Alors que la véraison bat son plein, le millésime 2021 reste jusqu’à maintenant une année compliquée pour une majorité de crus en raison d’une météo capricieuse depuis le début de saison et une pression pathogène extrême.
Avec un début d’hiver marqué par une alternance de périodes fraiches et douces, une pluviométrie plus importante que la moyenne et une phase fin mars de températures quasi estivales, les premiers bourgeons ont éclos tout début Avril, légèrement en avance par rapport à la moyenne trentenaire mais huit à dix jours moins précocement qu’en 2020.

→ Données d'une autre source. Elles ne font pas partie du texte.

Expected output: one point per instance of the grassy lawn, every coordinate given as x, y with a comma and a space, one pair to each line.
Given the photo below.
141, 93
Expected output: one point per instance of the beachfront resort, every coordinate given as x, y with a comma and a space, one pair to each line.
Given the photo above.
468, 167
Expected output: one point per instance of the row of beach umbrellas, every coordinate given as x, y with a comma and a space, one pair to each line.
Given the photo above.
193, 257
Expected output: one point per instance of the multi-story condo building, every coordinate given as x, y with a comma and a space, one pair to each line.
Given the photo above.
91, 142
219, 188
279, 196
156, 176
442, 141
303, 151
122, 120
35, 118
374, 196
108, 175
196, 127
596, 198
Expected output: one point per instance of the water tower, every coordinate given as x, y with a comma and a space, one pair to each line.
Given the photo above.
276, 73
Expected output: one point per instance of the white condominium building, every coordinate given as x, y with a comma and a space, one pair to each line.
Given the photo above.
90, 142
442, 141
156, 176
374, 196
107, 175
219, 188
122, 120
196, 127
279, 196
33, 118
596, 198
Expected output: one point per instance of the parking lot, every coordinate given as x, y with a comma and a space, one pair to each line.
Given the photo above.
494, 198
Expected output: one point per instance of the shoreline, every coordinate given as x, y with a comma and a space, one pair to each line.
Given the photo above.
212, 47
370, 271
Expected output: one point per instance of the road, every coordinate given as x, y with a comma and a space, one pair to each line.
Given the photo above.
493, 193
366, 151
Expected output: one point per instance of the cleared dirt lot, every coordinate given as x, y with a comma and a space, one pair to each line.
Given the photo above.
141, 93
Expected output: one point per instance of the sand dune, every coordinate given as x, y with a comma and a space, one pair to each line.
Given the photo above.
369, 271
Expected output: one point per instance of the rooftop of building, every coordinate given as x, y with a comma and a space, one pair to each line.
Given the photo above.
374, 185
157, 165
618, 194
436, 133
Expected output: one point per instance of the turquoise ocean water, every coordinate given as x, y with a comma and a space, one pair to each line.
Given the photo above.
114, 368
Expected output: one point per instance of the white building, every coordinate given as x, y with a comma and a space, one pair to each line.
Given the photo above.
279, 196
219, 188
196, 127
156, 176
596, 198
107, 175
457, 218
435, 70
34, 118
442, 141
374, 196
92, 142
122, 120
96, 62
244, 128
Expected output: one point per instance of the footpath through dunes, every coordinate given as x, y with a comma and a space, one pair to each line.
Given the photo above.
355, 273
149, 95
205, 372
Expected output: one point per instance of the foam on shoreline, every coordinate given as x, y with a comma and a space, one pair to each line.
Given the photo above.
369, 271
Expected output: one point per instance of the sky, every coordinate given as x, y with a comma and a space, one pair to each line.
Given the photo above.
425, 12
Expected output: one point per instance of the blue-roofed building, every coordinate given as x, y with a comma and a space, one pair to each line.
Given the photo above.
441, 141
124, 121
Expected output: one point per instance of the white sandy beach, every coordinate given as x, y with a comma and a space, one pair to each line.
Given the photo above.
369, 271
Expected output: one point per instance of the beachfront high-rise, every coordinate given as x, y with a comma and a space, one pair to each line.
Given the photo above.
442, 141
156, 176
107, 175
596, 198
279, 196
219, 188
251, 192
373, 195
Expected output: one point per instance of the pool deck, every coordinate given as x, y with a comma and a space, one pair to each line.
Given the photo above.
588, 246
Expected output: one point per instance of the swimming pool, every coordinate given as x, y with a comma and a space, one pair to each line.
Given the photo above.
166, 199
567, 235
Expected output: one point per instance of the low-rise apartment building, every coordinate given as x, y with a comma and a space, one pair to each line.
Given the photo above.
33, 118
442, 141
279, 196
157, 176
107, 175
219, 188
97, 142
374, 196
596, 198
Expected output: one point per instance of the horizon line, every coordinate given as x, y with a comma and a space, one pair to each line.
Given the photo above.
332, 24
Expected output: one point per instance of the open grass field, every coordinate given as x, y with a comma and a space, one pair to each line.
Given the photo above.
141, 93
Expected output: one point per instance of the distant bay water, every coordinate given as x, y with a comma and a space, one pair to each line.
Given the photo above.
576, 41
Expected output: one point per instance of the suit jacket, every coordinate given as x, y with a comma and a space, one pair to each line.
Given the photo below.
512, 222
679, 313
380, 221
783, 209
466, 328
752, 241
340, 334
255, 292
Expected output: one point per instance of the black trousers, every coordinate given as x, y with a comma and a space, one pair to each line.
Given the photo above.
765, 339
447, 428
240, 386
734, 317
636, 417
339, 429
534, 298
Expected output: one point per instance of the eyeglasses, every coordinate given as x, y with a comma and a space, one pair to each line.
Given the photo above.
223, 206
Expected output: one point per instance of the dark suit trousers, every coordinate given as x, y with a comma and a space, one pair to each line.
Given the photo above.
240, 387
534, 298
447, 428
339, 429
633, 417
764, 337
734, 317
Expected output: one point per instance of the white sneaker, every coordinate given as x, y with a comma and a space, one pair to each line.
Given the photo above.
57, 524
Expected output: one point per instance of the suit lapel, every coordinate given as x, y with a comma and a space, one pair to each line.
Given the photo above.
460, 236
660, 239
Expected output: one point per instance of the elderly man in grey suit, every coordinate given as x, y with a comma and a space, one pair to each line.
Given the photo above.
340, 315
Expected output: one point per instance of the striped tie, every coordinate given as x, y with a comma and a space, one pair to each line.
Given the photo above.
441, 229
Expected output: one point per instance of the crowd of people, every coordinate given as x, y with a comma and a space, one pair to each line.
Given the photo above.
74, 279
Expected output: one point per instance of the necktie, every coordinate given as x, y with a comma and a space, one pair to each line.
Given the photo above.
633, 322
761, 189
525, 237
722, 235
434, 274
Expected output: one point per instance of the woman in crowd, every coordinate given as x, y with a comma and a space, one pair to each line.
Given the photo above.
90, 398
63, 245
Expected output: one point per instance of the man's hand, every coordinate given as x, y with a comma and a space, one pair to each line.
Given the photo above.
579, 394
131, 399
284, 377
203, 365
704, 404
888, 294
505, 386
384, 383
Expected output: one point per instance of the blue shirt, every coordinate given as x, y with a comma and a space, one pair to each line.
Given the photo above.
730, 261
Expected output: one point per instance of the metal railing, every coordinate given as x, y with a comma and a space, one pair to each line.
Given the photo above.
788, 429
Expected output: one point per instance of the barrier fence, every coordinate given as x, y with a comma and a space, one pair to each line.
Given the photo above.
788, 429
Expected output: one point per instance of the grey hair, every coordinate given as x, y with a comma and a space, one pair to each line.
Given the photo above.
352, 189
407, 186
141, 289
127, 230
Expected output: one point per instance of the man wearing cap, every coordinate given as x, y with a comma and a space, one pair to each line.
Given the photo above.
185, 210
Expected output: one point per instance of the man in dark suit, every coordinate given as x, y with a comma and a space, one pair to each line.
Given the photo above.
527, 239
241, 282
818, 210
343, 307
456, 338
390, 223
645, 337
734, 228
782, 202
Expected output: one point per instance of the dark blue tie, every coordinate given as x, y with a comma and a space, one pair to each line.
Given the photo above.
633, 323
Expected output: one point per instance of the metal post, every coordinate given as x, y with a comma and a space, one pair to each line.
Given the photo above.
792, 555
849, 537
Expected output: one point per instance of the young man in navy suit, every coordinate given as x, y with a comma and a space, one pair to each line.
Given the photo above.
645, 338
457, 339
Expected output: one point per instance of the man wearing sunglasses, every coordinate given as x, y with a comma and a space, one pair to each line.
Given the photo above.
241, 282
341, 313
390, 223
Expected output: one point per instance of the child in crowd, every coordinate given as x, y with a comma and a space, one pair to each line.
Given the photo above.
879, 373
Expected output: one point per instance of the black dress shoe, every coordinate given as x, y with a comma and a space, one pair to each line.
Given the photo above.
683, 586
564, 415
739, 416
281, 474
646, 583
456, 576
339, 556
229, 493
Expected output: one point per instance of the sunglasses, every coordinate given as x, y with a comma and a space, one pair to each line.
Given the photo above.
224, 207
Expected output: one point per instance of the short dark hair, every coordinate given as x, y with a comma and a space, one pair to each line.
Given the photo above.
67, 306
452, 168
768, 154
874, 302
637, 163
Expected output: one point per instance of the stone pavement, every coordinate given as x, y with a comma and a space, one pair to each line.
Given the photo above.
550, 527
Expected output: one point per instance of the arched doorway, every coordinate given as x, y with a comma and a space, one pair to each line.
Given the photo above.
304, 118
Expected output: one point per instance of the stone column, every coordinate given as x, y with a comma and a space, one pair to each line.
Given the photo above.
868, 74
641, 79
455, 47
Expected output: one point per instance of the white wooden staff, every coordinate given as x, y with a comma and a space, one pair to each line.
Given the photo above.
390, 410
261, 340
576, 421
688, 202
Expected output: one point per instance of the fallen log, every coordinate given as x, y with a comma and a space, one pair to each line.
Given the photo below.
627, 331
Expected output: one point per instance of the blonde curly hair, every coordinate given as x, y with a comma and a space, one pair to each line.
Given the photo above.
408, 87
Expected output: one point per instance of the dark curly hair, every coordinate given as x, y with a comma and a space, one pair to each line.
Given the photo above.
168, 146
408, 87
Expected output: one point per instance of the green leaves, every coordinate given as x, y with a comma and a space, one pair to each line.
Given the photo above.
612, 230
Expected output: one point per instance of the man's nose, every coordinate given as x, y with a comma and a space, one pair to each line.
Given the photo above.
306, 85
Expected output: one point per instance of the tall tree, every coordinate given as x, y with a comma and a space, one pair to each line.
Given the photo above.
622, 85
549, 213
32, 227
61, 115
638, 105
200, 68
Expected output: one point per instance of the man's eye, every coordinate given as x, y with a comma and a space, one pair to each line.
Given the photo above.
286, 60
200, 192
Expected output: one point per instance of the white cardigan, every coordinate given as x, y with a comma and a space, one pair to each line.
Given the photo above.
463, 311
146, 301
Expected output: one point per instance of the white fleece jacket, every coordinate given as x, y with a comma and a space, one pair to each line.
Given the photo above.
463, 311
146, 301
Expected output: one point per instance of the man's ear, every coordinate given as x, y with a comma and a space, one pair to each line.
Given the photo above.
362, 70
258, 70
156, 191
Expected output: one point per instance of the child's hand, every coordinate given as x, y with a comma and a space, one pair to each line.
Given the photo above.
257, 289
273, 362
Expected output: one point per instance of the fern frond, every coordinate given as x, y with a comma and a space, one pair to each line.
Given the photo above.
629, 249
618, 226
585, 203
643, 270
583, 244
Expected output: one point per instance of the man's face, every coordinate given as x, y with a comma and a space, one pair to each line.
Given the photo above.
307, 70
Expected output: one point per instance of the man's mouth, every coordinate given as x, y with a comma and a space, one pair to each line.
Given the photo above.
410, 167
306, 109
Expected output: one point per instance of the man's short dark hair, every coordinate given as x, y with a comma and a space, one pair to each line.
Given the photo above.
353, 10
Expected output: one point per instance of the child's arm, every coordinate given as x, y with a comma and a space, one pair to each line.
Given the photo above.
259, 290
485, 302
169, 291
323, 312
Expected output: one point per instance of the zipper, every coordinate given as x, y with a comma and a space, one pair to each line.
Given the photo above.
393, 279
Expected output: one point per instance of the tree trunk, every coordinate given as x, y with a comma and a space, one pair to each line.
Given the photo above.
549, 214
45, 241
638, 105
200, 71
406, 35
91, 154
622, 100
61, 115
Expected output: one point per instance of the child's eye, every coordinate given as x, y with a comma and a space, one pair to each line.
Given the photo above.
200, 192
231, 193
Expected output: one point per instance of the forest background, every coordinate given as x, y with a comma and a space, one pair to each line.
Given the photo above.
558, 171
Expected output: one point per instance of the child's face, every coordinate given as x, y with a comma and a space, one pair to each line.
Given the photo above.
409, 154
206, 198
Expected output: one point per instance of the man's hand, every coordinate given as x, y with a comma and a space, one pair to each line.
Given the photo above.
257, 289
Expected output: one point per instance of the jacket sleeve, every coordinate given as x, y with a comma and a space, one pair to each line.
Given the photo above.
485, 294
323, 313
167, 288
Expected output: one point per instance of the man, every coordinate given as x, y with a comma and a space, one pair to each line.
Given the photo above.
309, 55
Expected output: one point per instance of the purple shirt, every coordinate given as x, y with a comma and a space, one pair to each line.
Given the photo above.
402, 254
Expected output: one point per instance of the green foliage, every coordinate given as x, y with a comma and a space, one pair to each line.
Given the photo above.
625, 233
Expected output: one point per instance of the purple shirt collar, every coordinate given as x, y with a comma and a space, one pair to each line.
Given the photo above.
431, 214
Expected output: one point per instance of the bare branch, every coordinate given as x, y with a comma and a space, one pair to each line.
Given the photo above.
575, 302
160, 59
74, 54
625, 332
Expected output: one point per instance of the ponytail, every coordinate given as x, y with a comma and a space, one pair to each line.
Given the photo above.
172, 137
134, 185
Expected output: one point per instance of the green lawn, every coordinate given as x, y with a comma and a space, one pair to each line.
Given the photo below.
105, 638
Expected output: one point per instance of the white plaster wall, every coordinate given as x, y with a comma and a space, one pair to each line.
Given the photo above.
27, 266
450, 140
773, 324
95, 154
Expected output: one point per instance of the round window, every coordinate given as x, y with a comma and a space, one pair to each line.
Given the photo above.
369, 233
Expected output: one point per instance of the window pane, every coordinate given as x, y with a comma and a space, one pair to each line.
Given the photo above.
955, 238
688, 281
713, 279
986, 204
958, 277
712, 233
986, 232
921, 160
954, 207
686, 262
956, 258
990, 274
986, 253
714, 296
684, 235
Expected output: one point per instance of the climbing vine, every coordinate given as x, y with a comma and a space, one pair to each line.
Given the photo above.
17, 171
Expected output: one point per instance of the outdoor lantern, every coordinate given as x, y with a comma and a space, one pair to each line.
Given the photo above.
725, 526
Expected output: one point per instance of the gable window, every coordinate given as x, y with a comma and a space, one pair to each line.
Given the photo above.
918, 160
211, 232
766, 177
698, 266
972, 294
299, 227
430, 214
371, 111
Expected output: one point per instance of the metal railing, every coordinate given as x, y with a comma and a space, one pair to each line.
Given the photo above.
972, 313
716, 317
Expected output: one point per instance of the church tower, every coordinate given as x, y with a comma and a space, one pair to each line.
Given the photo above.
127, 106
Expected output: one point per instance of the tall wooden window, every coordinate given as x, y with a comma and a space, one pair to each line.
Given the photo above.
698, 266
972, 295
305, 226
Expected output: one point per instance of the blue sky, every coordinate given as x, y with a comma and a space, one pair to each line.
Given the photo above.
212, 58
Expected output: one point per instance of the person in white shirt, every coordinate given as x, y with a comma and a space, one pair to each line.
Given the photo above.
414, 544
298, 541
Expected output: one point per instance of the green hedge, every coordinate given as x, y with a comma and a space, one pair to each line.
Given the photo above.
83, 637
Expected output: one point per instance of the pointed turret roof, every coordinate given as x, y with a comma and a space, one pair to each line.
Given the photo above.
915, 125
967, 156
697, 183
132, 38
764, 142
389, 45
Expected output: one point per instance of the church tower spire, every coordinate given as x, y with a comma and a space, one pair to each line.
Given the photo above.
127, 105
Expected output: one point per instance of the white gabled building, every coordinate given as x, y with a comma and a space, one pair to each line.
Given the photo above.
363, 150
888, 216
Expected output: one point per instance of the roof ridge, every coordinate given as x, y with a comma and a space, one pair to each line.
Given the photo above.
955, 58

Si celui-ci était relativement homogène en raison d’une bonne mise en réserve, un épisode de gel d’une rare intensité s’est abattu sur une grande majorité des vignobles français entre le 5 et le 8 Avril. A Bordeaux, les nuits du 7 et 8 avril ont été particulièrement froides avec des températures descendues en dessous de -5°C touchant l’ensemble des 65 appellations et impactant sévèrement le volume de récolte, comme en 1991 et 2017 années qui avaient connues un phénomène climatique comparable.
Mais comme toujours, localement le gel n’a pas eu le même impact et des différences dans la même parcelle entre des parties basses très gelées et d'autres moins ont souvent été observées. Pouvant parfois sauver une récolte, ces différences vont entrainer de l’hétérogénéité que l’on pourra noter tout au long du millésime.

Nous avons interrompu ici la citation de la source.